Тусклый жёлтый свет укрывал мне плечи, пока я вертелась в кресле, стараясь устроиться так, чтобы тень не падала на рукописные заметки на разношёрстных клочках бумаги. Глаза болели от ветра, – весь день сегодня я провела в «поле». То есть, бегала за жителями Кроненска, упрашивая дать мне интервью. Тяжела и неказиста жизнь простого журналиста. Особенно, если этот журналист – инфлюенсер, дрейфующий по Мундштайну[1] в поисках мистических историй и городских легенд для своего текстового блога.
Я перевела взгляд на экран монитора напротив, где видеосвязь отображала находящуюся в паре десятков километров от меня Мию. Подруга увлечённо красила ногти и рассказывала, как прошёл её день.
– ...Поворачивается, и говорит, госпожа Ридли, кофейный аппарат сломан, сварите кофе. А я ему, – она сдула упавшую на лицо длинную светлую прядь, помогая себе локтем, чтобы не размазать розовый лак. Картинка пошла рябью и часть фразы потерялась где-то на сетевом дне. – ...И он такой, но вы же офис-менеджер! А я ему, ну да, офис-менеджер, а не ваш личный секретарь.
Свет мигнул от скачка напряжения, но, к счастью, в этот раз звонок не сбросился. Накануне мы соединялись трижды. В доме, который я арендовала, связь была ни к чёрту.
– ...Мне настоятельно посоветовали написать заявление на увольнение по собственному желанию.
– Это не согласуется с трудовым законодательством. В твоём договоре нет ничего о том, что ты должна варить кофе, если аппарат сломался.

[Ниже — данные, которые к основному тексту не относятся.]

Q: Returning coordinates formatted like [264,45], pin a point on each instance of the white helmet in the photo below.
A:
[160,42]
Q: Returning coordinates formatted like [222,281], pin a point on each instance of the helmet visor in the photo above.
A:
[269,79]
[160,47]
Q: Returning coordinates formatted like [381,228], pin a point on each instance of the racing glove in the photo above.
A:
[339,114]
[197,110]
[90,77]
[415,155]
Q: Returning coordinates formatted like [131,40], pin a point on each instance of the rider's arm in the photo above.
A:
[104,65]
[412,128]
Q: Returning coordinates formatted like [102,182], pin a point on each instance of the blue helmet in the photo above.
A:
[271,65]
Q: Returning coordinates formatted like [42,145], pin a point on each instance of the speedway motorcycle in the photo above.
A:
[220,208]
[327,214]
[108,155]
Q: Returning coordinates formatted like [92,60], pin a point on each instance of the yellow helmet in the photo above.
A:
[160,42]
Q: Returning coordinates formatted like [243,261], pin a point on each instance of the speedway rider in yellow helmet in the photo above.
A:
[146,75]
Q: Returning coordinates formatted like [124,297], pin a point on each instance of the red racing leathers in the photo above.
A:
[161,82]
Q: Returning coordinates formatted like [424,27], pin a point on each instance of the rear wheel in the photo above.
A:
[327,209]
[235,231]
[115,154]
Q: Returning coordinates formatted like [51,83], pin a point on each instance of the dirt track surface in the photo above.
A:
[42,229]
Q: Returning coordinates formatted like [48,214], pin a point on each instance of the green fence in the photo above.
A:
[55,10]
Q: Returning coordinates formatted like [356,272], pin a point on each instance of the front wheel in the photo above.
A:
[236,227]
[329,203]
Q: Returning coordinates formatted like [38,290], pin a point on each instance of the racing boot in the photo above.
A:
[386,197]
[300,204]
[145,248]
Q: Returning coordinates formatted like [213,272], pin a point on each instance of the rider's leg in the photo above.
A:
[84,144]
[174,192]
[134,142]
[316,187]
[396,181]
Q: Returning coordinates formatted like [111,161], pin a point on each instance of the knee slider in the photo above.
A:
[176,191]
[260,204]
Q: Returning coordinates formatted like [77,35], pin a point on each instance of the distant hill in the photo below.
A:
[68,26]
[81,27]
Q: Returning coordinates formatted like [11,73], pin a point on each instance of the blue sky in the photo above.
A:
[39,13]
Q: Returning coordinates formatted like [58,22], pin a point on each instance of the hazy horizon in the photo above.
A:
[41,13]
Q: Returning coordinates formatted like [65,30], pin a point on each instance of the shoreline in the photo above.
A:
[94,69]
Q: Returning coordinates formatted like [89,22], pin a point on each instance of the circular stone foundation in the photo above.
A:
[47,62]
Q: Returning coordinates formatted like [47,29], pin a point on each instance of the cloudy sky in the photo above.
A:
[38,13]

Я раскладывала свои заметки в порядке очерёдности, выстраивая общую линию повествования.
– Марк тоже так говорит, но я должна была следить за функциональностью офисной техники. Я согласилась, мне всё равно там не нравилось.

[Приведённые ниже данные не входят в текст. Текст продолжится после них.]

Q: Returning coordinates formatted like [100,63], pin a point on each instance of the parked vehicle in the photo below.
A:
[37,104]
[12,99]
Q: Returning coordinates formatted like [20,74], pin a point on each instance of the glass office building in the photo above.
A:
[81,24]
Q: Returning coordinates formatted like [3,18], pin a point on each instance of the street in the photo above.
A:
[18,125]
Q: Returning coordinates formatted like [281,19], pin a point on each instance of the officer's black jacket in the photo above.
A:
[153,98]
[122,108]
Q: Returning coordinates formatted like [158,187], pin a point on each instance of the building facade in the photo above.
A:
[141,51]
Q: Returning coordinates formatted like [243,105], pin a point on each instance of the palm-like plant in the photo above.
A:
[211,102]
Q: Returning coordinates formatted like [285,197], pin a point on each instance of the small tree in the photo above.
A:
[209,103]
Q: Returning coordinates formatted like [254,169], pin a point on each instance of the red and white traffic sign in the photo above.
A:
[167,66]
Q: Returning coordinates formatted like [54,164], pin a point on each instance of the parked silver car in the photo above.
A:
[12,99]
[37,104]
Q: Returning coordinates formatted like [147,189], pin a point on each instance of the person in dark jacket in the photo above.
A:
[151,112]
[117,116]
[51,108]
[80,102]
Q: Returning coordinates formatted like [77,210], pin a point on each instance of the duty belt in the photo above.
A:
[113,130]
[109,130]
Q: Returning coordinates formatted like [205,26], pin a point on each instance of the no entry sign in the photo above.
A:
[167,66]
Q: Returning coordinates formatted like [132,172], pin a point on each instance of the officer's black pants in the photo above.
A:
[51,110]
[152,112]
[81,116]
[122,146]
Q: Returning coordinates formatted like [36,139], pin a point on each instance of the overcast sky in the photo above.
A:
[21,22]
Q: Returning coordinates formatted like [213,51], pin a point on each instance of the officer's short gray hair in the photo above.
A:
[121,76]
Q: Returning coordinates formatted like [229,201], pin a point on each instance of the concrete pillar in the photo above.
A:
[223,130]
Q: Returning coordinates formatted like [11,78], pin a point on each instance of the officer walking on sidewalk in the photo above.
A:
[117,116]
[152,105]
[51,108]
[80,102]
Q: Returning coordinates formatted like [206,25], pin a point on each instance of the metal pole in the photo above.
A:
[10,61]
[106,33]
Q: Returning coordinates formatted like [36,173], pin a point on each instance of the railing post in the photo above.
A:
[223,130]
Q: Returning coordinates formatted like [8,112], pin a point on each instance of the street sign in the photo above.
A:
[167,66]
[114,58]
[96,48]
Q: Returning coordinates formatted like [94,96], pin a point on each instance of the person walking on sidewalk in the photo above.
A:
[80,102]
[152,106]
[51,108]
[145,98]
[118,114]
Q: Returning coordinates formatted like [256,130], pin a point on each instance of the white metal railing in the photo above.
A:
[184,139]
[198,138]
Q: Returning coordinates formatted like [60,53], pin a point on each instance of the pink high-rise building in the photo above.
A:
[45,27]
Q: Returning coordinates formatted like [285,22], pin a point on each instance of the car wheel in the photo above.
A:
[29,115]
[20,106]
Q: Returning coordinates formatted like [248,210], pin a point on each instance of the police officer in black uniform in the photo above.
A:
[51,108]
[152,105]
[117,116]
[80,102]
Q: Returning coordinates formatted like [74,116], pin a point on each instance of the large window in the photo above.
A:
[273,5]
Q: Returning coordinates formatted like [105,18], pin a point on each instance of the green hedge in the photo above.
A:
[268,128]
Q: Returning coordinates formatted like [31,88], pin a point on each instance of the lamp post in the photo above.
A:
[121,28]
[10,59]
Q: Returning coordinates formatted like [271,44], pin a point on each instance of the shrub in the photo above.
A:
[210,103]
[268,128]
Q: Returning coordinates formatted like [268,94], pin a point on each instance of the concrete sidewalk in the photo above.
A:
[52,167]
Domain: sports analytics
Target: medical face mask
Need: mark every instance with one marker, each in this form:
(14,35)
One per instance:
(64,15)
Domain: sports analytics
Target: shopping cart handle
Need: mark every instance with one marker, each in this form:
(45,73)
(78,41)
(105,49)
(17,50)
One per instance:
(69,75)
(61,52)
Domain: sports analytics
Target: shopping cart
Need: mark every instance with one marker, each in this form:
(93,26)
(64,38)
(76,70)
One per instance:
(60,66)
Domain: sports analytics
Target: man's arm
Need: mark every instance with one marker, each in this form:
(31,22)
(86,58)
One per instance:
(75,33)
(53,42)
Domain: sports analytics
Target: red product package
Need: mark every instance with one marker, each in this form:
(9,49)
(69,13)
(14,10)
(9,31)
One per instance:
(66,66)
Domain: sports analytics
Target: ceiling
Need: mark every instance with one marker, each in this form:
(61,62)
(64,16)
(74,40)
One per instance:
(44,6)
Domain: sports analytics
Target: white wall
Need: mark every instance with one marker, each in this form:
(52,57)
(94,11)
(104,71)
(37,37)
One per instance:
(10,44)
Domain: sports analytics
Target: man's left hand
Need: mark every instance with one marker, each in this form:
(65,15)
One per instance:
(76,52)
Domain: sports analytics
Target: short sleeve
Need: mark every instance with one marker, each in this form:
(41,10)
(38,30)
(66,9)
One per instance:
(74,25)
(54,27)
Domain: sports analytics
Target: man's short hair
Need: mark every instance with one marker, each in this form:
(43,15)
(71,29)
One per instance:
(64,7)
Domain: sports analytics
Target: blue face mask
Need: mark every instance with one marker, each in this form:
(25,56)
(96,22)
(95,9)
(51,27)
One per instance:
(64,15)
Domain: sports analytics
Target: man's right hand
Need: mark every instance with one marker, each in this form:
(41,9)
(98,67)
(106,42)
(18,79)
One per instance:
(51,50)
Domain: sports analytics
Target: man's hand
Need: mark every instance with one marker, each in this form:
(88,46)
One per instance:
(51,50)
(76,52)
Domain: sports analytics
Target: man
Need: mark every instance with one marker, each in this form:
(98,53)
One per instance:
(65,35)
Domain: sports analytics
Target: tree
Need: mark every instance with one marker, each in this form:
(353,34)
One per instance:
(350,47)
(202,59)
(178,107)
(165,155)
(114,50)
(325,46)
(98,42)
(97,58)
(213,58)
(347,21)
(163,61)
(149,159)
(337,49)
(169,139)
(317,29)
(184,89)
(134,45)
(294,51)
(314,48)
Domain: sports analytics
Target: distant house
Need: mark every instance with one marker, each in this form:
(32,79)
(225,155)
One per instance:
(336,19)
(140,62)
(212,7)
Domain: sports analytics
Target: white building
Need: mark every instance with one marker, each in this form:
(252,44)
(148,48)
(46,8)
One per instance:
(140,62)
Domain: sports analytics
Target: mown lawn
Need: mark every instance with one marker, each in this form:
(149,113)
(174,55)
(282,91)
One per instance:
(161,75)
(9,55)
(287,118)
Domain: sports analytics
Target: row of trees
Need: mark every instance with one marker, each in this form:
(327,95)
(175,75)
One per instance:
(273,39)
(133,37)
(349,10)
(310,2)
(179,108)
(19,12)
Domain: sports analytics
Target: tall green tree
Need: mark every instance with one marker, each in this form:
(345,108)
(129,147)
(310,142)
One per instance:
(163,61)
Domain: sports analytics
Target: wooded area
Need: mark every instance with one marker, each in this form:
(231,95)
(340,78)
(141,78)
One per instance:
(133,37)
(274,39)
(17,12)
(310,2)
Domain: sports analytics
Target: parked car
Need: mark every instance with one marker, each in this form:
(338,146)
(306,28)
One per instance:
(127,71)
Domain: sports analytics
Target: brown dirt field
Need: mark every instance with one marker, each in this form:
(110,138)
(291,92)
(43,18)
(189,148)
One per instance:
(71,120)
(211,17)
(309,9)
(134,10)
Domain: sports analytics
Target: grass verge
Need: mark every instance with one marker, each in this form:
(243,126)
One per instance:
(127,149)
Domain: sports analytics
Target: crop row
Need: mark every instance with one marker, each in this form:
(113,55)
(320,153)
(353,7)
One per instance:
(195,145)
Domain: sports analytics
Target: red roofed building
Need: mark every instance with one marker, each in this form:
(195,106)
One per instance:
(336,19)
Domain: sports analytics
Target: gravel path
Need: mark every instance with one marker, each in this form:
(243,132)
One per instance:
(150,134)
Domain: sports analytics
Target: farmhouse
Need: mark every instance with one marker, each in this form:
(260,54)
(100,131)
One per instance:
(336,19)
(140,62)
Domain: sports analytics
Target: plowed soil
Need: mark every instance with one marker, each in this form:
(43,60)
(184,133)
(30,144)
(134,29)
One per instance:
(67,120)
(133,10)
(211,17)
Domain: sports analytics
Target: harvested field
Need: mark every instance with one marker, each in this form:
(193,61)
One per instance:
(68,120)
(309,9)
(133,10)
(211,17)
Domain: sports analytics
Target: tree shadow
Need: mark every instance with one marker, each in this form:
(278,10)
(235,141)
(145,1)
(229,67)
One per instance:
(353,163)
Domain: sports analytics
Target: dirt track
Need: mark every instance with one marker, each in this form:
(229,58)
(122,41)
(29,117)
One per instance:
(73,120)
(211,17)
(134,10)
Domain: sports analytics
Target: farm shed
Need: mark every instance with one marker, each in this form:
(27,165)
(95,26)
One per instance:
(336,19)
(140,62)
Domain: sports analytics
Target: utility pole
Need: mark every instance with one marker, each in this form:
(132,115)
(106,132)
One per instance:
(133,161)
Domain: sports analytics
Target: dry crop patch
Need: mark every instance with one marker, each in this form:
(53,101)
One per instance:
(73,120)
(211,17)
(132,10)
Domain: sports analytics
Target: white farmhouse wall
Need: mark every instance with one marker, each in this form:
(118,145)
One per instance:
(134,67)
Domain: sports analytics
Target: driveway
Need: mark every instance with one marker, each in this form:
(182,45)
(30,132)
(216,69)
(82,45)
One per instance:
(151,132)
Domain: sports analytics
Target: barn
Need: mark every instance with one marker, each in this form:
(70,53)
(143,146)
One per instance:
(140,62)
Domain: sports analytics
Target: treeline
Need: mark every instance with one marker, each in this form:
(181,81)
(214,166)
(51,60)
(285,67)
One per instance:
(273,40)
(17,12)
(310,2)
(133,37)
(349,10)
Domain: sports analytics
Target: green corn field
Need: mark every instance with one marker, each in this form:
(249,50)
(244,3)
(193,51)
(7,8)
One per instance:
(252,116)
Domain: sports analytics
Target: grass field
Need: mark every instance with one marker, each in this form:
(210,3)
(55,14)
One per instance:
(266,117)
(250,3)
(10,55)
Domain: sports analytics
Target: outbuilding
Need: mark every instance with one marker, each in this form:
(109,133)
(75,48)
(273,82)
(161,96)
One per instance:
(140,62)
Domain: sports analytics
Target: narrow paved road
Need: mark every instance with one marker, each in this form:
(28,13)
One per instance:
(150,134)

– И что будешь делать дальше?
– У меня есть сбережения, в крайнем случае попрошу денег у отца. Побуду безработной, наконец найдётся время для подготовки к переквалификации. Экзамены уже в октябре. – высушивая ногти, Мия помахала руками в пространстве, словно намеревалась взлететь, и придвинулась ближе к камере. – А что насчёт тебя? Не хочешь навестить старых друзей?
Я глубоко вздохнула и подняла взгляд.
– Друзей, в смысле, и Виктора тоже?
Теперь вздохнула Мия.
– Ты не можешь избегать всех, включая собственных родителей, из-за долбанного-Виктора-Баха.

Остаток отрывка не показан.